Award Arithmetic

Many people in the YA community were less than enthused when the Locus Awards announced their 2016 finalists. The YA finalists were all men, one of whom was nominated twice, and several of whom it’s questionable to classify as YA authors at all. The recommended reading list they were chosen from was itself 55% male, even though YA is vastly female-dominated, again full of authors dubiously classified as YA, and riddled with glaring omissions: No Renee Ahdieh, no Victoria Aveyard, and no Sabaa Tahir to name just a few, even though they’re all bestselling, critically acclaimed authors beloved by the YA community.

Notably, the recommended reading lists are variable length and the YA list had an odd-numbered 19 entries. So the Locus Awards didn’t exclude these and the dozens of other female authors of YA fantasy due to limited space; they simply didn’t think they were worthy of consideration for the award.

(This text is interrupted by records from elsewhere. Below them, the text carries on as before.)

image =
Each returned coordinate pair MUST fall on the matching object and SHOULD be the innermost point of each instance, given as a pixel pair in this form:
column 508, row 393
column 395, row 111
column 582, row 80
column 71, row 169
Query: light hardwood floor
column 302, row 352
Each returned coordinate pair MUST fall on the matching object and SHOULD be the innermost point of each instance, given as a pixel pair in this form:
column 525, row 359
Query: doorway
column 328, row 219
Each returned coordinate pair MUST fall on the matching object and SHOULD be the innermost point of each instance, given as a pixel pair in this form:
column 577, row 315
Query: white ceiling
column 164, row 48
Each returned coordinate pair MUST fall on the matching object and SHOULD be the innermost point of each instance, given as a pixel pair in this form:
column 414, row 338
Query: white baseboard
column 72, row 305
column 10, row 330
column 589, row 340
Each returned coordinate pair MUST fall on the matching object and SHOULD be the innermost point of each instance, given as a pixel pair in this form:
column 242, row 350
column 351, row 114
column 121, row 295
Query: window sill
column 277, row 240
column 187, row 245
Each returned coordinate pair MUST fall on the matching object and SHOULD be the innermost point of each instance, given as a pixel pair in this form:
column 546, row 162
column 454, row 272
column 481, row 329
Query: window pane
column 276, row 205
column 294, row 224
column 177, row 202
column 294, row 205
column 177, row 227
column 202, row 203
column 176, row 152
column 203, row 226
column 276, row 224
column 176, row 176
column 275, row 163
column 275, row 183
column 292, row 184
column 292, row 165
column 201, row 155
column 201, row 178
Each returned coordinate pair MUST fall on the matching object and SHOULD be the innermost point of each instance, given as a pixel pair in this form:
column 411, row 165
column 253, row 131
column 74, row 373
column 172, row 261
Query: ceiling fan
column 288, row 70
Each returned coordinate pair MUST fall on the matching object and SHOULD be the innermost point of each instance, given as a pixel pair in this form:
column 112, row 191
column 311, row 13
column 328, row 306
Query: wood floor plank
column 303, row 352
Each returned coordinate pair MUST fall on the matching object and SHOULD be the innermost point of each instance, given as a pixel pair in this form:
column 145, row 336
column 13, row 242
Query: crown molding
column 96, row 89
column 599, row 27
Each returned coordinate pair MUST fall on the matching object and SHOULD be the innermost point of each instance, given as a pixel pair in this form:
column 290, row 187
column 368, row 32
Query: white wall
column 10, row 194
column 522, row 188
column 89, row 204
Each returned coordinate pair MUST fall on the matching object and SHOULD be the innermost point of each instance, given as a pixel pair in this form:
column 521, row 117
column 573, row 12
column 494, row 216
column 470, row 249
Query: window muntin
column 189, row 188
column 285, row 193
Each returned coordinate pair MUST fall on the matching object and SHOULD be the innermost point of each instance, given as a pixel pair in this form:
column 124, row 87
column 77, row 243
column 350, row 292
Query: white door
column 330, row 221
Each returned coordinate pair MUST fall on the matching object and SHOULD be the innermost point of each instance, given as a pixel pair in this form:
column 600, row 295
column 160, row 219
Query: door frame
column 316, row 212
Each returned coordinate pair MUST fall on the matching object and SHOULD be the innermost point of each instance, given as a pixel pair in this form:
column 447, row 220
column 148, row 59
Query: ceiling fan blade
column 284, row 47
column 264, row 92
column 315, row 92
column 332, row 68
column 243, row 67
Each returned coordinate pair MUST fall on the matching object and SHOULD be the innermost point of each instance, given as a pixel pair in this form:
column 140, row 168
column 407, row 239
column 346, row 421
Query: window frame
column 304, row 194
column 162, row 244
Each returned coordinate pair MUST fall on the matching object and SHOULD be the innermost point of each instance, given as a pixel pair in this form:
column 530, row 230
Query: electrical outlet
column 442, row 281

And then it came to light that in the award’s 13 years, 9 times the award has gone to a white man (not counting one coauthored book). Only two women and one man of color have ever won. Seven times–more than half–the award went to the same three men (Neil Gaiman, Terry Pratchett, and China Miéville).

Coming just two weeks after the Hugos fell victim to their second ballot-stuffing debacle in as many years, this time hilariously leading to the nomination of the Chuck Tingles dinosaur erotica story Space Raptor Butt Invasion, the Locus Awards were the last holdout of respectability for SFF awards. Naturally, voices in the sci-fi community were quick to leap on them as an exemplar of how awards should be conducted.

When YA authors, so rarely given a seat at the grown-up’s table in the SFF community, expressed their objections, they were met with a shrug, even from usually sympathetic quarters. Sure, it’s too bad that the award completely excludes women, so the response from Neil Gaiman went, but nobody cheated, so that’s just how the cookie crumbles.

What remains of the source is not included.